When authors calculated the LCOE to that of the BEIS published value shown in
Table 4, there is a difference in LCOE valuations of 3% for the central case study. A very small but notable difference in value.
Furthermore, in supportive evidence of merit for the LCOE calculator design, Williams and Rubert [
23] produced a similar LCOE summation from a detailed EXCEL spreadsheet based upon a central case study for an offshore wind farm development in 2020. Comparative analysis between the two Excel spreadsheet results from
Table 4 and
Table 5 produced an LCOE evaluation difference of less than 1%, with only minor variations in parameter value selection. The parameter valuations used to calculate the LCOE tabulated in
Table 4 derive from the UK governments own LCOE Evaluation of offshore wind energy. It is concluded that LCOE valuations produced under the BEIS designed spreadsheet in this report are reliable to within a small degree of error.
2.6. BEIS Calculation Methodology
The BEIS methodology incorporates five potential levels of financing. Multiplication factors are applied to the central case study parameter data to represent possible cost reductions or increases.
Table 6 is a tabulation of the varying scenarios with the associated multiplication factors.
From the possible scenarios, there are five thousand and forty possible variations that can be applied to the BEIS LCOE calculator. Results presented in this paper are done across all scenario sets with all parameters set at the same multiplication factor.

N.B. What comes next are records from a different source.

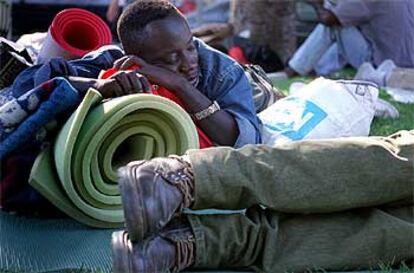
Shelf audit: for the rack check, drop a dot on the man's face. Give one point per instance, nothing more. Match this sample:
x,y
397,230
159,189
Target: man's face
x,y
170,45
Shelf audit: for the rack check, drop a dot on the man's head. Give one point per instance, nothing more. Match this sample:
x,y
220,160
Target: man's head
x,y
158,33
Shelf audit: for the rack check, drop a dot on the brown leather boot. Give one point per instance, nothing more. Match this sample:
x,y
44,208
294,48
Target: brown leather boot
x,y
152,192
172,250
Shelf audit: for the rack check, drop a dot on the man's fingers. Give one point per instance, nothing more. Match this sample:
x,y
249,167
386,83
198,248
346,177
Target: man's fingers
x,y
124,82
128,62
119,62
145,83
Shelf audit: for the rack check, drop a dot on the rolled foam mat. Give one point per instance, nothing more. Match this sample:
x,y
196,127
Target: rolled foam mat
x,y
80,175
73,33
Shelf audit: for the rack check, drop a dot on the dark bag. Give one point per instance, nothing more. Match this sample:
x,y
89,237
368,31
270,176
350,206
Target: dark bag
x,y
261,55
264,93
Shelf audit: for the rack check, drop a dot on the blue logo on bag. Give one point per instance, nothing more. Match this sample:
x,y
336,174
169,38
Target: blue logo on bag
x,y
295,126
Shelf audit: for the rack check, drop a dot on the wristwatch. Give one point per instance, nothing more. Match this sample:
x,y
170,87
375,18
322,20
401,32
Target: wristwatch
x,y
214,107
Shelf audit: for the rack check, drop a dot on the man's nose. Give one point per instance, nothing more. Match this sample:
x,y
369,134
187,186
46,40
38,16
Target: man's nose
x,y
187,62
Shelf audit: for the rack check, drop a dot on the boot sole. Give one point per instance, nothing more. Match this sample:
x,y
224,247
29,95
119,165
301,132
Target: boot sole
x,y
120,253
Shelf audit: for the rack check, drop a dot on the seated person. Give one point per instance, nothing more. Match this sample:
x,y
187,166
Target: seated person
x,y
353,32
206,81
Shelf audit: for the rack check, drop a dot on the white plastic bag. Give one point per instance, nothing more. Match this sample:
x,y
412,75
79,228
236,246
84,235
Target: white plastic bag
x,y
321,109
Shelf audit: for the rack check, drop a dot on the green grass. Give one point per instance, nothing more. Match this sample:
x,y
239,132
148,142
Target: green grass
x,y
380,126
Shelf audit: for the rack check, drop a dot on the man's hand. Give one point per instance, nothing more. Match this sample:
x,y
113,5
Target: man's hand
x,y
120,84
156,74
123,83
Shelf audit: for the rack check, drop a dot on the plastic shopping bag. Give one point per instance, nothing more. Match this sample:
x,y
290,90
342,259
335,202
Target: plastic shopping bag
x,y
321,109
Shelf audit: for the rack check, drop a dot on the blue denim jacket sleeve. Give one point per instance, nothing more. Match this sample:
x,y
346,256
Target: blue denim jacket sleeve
x,y
224,80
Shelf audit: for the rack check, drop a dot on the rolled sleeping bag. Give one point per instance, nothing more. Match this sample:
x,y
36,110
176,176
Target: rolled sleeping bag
x,y
79,176
73,33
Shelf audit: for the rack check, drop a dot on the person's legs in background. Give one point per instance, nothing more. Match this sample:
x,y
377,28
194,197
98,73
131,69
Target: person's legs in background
x,y
310,52
329,49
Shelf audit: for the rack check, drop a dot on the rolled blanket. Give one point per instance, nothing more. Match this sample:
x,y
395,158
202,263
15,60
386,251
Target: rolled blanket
x,y
80,175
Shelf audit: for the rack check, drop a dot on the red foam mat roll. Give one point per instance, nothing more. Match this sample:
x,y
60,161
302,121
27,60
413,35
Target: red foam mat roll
x,y
73,33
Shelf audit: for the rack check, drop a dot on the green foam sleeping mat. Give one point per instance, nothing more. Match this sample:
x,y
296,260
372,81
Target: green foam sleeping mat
x,y
79,174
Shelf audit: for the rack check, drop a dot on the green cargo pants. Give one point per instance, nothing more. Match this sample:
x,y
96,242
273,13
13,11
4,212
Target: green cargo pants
x,y
341,204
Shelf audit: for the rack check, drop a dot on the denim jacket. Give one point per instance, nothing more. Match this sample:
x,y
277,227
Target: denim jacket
x,y
224,80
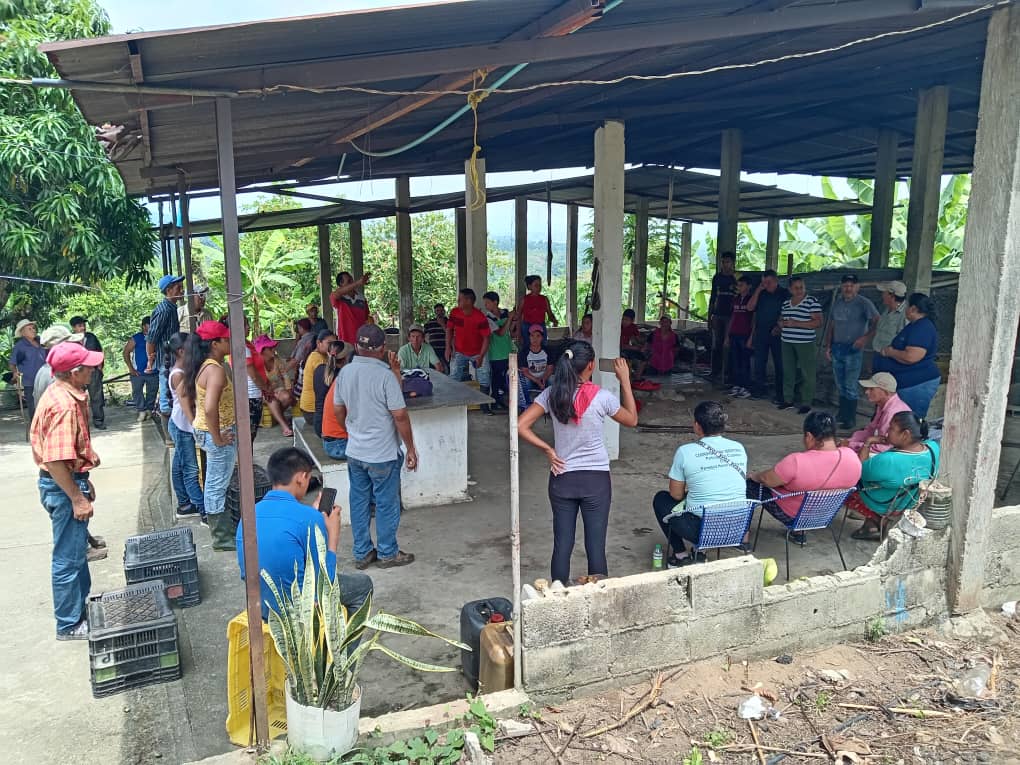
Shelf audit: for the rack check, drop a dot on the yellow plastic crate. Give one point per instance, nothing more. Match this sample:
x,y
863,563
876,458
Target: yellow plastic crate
x,y
239,686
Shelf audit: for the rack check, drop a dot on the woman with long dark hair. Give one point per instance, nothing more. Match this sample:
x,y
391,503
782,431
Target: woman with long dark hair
x,y
184,467
578,461
911,356
206,388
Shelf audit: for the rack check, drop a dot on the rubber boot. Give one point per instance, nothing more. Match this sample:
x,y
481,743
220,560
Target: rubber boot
x,y
221,526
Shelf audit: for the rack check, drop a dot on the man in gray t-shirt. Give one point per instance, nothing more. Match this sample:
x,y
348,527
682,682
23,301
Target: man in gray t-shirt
x,y
370,407
852,324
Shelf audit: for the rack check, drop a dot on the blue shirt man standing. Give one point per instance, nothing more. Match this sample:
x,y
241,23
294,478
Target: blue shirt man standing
x,y
285,528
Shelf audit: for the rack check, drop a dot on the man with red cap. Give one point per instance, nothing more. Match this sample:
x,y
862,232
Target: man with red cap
x,y
62,450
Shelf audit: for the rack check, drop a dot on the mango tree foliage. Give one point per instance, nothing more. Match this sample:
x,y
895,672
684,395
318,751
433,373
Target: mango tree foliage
x,y
63,212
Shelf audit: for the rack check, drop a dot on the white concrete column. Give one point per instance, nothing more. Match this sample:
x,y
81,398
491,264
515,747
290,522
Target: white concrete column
x,y
476,231
729,192
519,249
987,310
882,201
683,299
573,230
925,187
639,262
460,219
772,244
405,273
609,180
357,249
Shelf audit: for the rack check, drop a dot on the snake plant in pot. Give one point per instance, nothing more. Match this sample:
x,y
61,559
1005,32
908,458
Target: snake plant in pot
x,y
322,647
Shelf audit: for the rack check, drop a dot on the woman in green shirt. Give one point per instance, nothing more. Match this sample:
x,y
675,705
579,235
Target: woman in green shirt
x,y
889,479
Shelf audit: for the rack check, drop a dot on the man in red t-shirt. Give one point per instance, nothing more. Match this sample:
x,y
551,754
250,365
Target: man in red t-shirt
x,y
352,307
467,340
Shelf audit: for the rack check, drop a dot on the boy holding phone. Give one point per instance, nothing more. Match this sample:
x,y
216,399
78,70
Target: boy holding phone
x,y
285,528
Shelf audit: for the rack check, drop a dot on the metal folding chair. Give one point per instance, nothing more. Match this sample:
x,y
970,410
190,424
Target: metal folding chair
x,y
817,510
723,524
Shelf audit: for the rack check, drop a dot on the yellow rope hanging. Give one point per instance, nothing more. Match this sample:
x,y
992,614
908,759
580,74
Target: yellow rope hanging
x,y
475,97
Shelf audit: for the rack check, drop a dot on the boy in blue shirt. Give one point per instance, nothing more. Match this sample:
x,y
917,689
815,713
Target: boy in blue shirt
x,y
285,528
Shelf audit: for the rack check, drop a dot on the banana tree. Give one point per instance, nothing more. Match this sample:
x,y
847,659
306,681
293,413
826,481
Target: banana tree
x,y
322,646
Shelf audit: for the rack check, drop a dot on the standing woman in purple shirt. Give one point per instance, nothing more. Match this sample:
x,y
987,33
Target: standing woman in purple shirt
x,y
578,461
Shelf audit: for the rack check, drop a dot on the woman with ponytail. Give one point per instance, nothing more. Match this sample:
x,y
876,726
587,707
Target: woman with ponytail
x,y
889,479
578,461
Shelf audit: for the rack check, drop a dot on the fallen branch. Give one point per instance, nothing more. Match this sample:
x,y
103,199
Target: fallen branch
x,y
919,713
651,698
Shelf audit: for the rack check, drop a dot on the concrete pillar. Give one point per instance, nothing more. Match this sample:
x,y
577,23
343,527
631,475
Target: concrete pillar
x,y
772,244
405,277
925,187
519,248
460,218
325,275
729,192
987,308
608,245
884,197
476,232
357,249
639,262
573,230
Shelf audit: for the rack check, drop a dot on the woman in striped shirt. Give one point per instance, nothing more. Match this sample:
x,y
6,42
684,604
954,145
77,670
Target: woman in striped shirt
x,y
800,319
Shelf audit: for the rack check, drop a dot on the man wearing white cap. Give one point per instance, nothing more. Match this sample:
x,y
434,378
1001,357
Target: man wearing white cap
x,y
894,318
880,390
27,358
61,447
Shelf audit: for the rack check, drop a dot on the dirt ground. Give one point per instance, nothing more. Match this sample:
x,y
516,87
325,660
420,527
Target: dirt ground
x,y
887,702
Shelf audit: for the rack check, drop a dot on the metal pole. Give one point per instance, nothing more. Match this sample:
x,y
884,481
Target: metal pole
x,y
515,526
186,230
236,312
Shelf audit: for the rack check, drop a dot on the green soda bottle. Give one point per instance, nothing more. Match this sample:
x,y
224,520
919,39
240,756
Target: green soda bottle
x,y
657,558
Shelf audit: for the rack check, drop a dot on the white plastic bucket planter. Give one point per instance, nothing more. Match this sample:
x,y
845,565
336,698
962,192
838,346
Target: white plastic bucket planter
x,y
322,733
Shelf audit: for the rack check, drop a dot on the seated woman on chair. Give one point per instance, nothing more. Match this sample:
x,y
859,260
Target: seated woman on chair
x,y
822,464
889,479
711,469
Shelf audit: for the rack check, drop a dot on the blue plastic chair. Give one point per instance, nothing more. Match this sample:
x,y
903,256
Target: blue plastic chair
x,y
817,510
723,524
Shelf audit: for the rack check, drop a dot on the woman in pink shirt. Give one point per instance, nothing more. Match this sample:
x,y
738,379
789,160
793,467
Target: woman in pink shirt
x,y
822,464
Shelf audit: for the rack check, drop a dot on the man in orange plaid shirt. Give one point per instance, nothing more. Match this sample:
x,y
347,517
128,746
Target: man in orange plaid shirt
x,y
62,450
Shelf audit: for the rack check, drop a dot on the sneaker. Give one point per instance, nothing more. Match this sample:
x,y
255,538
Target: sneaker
x,y
96,554
78,632
188,511
400,559
362,563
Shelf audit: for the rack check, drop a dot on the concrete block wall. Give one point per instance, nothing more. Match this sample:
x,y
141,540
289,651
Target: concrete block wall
x,y
1002,566
583,640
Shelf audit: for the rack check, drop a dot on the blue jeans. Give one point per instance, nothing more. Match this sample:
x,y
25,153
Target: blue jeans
x,y
378,480
219,462
847,362
919,397
184,468
336,448
150,384
69,571
458,368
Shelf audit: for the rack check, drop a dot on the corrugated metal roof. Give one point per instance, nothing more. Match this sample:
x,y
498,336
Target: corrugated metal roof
x,y
696,198
816,115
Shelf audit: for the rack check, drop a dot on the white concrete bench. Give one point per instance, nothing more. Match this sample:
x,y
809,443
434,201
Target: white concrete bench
x,y
334,471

Associated weaknesses have been identified in the spreadsheet process. Using such a small scenario of data limits the effectiveness of the produced LCOE result. However, the calculation design allows the potential of more multiplication factors and scenarios to be added to suit user requirements. Enabling the calculator to be useful in potential future studies in LCOE valuations.
The sensitivity a parameter has on the calculation is displayed as a percentage relative in aspect to the total capital or operational expenditure costs on the Excel spreadsheet.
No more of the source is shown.